2. CONTEXTO LITERÁRIO

O Fédon, como se sabe atualmente, foi escrito pouco depois da primeira viagem de
Platão a Sicília e próximo a criação da Academia (cf. SCHIAPPA, p. 10). A obra apresenta o
diálogo de Fédon - um pitagórico e companheiro de Sócrates - e Equécrates - amigo e
simpatizante dos pitagóricos – narrando os últimos momentos de Sócrates, sendo que a obra é
um diálogo narrando um outro diálogo.
O local do diálogo é Fliunte, pequena cidade do Peloponeso que teria sido um antigo
centro ativo de pitagorismo, criado pelo próprio Pitágoras (cf. SCHIAPPA, p. 10). Isso explica
o fato que os temas, argumentos e questões levantadas no diálogo estão muitos ligadas ao
pitagorismo.
Na obra, Sócrates havia sido condenado, e deveria receber a pena imediatamente.
Porém, nos dias em que Sócrates foi preso, estava sendo comemorada a Festa de Delos, que
relembrava a aventura de Teseu. Todo ano, na mesma época, as pessoas enviavam um barco
com oferenda a Delos, cumprindo uma promessa a Apolo. Portanto, até a volta do barco eram
proibidas execuções, o que deu a Sócrates mais duas semanas de vida (cf.
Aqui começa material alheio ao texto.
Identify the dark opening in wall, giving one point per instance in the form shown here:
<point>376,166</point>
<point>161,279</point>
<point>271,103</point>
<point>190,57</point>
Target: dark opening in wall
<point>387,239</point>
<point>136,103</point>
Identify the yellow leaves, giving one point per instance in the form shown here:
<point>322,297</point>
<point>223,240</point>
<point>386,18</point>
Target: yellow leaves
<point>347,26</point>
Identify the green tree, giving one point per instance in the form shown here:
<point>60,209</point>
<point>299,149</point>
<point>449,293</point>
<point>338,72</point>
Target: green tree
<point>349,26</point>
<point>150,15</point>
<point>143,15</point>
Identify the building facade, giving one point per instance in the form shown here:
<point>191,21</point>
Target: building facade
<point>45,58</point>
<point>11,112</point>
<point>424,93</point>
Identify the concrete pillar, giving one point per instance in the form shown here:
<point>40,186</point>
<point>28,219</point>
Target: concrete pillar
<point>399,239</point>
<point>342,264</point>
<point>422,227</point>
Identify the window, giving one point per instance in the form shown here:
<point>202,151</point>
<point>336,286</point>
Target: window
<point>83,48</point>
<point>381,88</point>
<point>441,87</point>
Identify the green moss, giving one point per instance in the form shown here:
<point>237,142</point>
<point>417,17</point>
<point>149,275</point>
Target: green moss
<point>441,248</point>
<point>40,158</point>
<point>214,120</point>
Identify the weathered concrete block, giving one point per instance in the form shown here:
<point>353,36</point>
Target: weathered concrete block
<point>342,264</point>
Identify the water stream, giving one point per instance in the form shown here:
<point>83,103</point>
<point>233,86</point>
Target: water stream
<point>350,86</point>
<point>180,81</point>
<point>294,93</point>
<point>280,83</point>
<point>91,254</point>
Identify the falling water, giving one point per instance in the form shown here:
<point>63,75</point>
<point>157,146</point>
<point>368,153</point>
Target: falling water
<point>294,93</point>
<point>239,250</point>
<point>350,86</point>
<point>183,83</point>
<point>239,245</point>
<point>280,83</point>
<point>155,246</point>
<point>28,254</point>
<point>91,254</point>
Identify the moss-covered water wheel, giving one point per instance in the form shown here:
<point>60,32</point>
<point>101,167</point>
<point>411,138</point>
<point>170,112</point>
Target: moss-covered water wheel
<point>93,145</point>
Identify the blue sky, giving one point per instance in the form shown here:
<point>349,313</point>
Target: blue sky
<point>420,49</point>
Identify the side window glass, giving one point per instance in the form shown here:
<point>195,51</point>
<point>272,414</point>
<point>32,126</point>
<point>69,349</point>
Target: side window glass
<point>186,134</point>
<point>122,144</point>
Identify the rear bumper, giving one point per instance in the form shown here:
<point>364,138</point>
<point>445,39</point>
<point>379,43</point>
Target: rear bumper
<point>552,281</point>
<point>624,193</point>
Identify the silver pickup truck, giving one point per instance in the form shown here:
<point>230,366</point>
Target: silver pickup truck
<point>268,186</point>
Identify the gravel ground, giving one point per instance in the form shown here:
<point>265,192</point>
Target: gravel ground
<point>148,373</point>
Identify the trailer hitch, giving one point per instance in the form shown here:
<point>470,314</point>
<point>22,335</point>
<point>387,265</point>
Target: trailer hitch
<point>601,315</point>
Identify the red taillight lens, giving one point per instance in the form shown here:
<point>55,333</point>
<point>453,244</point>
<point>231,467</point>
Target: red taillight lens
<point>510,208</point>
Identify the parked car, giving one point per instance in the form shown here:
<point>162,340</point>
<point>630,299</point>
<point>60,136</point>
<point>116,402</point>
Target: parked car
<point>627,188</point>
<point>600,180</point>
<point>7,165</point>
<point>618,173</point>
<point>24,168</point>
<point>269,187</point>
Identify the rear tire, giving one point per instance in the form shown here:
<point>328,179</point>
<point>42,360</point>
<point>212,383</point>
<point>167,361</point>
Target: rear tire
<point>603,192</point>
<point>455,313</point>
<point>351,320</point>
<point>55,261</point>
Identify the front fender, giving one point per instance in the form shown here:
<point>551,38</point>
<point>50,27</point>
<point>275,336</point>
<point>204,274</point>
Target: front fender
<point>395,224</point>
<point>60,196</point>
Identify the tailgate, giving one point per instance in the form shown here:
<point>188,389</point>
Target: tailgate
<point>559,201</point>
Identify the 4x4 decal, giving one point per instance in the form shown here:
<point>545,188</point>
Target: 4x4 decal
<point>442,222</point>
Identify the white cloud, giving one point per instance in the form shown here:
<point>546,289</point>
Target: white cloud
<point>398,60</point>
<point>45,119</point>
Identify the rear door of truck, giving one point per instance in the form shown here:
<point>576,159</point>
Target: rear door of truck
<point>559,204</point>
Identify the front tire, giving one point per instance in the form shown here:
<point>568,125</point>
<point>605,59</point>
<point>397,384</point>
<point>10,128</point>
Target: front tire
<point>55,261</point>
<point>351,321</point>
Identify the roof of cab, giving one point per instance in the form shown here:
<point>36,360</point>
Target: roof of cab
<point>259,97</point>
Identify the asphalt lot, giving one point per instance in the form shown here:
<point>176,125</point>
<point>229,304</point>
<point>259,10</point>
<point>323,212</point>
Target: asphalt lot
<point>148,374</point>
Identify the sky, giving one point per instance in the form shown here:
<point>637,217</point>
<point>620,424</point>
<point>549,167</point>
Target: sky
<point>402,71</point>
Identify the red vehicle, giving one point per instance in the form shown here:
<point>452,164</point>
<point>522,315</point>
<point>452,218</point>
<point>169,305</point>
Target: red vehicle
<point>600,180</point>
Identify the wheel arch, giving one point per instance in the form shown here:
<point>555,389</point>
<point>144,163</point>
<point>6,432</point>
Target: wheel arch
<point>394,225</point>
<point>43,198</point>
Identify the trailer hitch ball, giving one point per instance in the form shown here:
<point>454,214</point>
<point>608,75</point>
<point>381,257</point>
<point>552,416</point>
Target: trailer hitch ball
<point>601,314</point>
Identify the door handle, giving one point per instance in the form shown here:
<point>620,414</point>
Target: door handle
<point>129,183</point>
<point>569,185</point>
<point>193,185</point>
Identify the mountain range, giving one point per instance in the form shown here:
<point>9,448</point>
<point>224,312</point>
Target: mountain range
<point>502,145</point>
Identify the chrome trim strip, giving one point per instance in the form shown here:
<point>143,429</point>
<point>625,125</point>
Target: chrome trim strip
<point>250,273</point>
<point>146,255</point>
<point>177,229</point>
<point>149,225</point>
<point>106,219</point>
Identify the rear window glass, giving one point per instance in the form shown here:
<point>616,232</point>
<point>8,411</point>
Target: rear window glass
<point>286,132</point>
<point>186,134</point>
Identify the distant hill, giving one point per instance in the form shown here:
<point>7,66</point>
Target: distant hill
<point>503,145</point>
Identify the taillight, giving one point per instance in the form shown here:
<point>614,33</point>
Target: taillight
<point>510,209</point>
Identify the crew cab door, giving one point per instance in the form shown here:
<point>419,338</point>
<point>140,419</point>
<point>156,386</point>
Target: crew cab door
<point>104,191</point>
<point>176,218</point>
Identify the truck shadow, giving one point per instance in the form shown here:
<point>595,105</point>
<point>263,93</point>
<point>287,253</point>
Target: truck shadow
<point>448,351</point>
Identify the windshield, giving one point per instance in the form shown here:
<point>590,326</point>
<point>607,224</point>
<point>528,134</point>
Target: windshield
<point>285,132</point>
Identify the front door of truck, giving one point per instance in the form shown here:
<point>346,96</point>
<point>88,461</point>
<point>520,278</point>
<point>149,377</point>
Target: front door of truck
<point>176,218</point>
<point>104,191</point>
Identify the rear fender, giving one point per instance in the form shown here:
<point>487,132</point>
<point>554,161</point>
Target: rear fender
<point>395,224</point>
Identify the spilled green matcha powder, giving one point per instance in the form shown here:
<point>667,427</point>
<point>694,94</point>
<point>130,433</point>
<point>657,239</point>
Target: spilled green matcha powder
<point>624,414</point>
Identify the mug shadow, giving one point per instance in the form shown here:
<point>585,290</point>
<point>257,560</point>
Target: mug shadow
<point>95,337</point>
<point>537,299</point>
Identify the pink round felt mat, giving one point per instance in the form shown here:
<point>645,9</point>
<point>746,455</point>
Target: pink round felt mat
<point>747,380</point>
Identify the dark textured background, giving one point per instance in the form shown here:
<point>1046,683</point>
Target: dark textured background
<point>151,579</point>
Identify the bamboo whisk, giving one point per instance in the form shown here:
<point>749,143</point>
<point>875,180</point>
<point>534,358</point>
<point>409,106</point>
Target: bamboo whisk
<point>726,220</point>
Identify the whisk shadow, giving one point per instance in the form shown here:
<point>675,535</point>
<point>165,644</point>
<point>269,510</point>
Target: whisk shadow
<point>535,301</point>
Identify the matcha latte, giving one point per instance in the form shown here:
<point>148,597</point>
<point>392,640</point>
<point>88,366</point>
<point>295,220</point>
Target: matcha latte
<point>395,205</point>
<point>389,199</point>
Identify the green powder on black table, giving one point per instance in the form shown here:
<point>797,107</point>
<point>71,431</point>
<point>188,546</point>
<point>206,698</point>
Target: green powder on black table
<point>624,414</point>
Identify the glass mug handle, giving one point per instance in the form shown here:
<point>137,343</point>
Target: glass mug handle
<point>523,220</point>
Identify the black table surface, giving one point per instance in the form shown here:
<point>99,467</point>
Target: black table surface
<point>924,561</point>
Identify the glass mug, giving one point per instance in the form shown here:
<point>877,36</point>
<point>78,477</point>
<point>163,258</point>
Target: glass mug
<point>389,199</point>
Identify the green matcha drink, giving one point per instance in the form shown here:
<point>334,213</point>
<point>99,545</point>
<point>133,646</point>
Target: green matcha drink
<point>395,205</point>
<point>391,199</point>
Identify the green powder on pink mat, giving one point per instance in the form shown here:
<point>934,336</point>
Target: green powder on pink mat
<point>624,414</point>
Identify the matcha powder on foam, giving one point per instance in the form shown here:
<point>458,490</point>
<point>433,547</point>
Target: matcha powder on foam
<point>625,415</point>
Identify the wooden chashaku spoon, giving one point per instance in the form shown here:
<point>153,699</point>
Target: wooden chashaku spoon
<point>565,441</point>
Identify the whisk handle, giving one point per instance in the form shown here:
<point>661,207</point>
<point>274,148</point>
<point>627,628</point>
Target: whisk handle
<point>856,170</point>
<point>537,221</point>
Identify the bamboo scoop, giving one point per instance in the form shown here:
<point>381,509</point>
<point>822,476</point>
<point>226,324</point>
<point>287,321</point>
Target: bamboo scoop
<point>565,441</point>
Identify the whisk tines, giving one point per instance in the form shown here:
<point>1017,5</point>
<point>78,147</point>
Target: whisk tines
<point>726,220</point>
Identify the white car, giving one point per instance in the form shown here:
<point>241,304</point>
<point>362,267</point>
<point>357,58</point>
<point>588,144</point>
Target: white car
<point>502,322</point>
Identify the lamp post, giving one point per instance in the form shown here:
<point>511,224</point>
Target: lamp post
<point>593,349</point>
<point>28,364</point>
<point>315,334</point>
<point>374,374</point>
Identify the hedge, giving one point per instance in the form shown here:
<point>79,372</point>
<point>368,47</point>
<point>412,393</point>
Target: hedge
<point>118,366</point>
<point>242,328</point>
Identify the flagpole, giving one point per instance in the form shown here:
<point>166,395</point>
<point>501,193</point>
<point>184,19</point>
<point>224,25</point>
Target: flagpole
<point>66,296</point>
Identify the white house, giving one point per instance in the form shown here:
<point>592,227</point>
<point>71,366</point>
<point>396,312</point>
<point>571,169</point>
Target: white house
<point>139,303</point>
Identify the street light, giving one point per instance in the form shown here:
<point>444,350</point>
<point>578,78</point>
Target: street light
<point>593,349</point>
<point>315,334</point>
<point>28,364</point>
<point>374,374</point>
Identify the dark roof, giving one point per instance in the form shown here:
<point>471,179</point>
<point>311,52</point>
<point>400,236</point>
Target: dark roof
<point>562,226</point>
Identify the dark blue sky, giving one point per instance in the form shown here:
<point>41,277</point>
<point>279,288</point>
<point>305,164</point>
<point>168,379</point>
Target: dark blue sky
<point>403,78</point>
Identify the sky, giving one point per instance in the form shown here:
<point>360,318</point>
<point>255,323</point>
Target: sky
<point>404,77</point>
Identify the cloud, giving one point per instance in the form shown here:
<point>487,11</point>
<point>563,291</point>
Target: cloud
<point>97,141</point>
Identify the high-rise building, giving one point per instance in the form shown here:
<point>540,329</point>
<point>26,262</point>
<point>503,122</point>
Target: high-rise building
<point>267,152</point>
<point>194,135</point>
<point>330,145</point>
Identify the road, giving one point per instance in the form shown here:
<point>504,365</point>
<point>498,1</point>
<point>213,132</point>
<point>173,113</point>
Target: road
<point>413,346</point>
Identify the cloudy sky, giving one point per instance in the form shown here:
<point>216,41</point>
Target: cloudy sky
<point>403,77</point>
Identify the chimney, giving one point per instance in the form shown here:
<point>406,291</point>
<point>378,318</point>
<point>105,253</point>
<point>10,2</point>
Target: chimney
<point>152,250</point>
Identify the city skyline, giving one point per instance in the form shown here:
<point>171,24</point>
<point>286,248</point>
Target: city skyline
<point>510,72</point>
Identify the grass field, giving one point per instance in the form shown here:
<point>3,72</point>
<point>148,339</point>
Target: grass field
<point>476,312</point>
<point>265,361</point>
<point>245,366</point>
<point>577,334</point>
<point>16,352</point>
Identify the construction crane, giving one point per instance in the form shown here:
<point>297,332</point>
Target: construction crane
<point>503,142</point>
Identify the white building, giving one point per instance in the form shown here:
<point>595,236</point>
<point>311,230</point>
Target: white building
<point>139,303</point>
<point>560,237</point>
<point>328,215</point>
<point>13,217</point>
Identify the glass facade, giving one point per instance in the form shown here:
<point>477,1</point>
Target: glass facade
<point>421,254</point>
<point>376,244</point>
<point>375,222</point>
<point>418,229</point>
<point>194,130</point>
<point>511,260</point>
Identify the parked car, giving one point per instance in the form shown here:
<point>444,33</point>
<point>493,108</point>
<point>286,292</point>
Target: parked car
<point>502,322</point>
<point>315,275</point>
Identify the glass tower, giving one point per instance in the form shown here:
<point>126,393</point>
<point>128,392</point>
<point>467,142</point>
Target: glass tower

MONDIN, 1980, p.
290)4.
No dia no qual o barco retorna de Delos, Sócrates recebe a visita de sua mulher Xantipa
(cf. Fédon, 60) e de seus amigos, que conversam com ele uma última vez. Ressalta-se ainda a
ausência de Platão –que estava doente- a presença de Símias, Cebes e do próprio Fédon.
O diálogo é marcado pelos últimos momentos de vida do mestre, e por isso o tema se
volta a morte. Além da defesa da imortalidade, da forte referência pitagórica, como por
exemplo, as objeções de Cebes e Símias, tem-se ainda uma visão mitológica do mundo, como
a narração dos quatro oceanos, e por fim, as despedidas e últimas providências de Sócrates,
aquele que foi “o melhor homem que entre todos conhecemos, o mais sábio e o mais integro”
(Fédon, 118 a).
A obra pode ser dividida em duas partes quanto aos capítulos, com perfeita simetria,
cortadas por um pequeno intervalo. A primeira trata da alma e sua imortalidade e os argumento
oferecidos por Sócrates para explicar a sua teoria. Tem-se um intervalo, na qual Sócrates faz
uma analogia de suas palavras com o canto do cisne (cf. Fédon, 85 a). Na segunda parte, vem
as objeções de Símias e Cebes, a contraproposta de Sócrates, o mito e a morte de Sócrates.

4
Mondin, Battista. Introdução a filosofia: problemas, sistemas, autores, obras. São Paulo: Paulus,1980.
6

Quanto a divisão temática da obra se dá em três fazes. A primeira narra as anotações


biográficas da última conversa de Sócrates e seus amigos. A segunda se encarrega de tratar
especificamente da imortalidade da alma, suas provas, objeções e contraproposta. Por fim, a
terça fase temática trata de uma visão mitológica e uma das “mais belas criações dramáticas,
comparável, se não superior mesmo, a O Banquete” (SCHIAPPA, p. 14).
Quanto aos temas abordados, encontra-se a discussão dos temas pitagóricos da alma-
harmonia5, katharsis6, reminiscência7 e metempsicose8 (cf. SCHIAPPA, p. 12). E desses,
somente a alma-harmonia e a fraqueza na definição de alma dos pitagóricos são refutadas por
Platão.
Assim, tem-se uma visão ampla e dinâmica da vida de Platão, e em especial a construção
literária, fatores externos e a própria divisão temática e intrínseca do Fédon. Tem-se em conta
a grande importância dessa obra no desenvolvimento do pensamento platônico, seu valor
histórico-literário e a influência da obra em diversos pensadores posteriores (cf. SCHIAPPA,
p. 27).

5
Vide em 3.2
6
“Libertação da alma em relação ao corpo, no sentido de que a alma se separa ou se retira das atividades físicas e
realiza” (ABBAGAGNO, Dicionário de Filosofia. 5.ed. São Paulo: 2007, p. 120).
7
Vide em 3.1.2
8
Vide em 3.1.2
7

3. A IMORTALIDADE DA ALMA

O discurso se inicia com base nas dúvidas de Símias e Cebes, que discutem o futuro
próximo de Sócrates. Eles discutem o suicídio, a pertença aos deuses, adentrando ao tema da
imortalidade da alma.
Cebes, respondendo a uma indagação de Sócrates, vai ao cerne da questão, a
imortalidade da alma. Nesse cenário, Platão, por meio de Sócrates, dá três argumentos da
imortalidade. Símias e Cebes oferecem duas oposições. Por fim, Sócrates oferta uma
contraproposta. A grande questão presente no Fédon é a de dar provas da imortalidade da alma.
No total, são cinco provas oferecidas por Sócrates sobre a imortalidade da alma.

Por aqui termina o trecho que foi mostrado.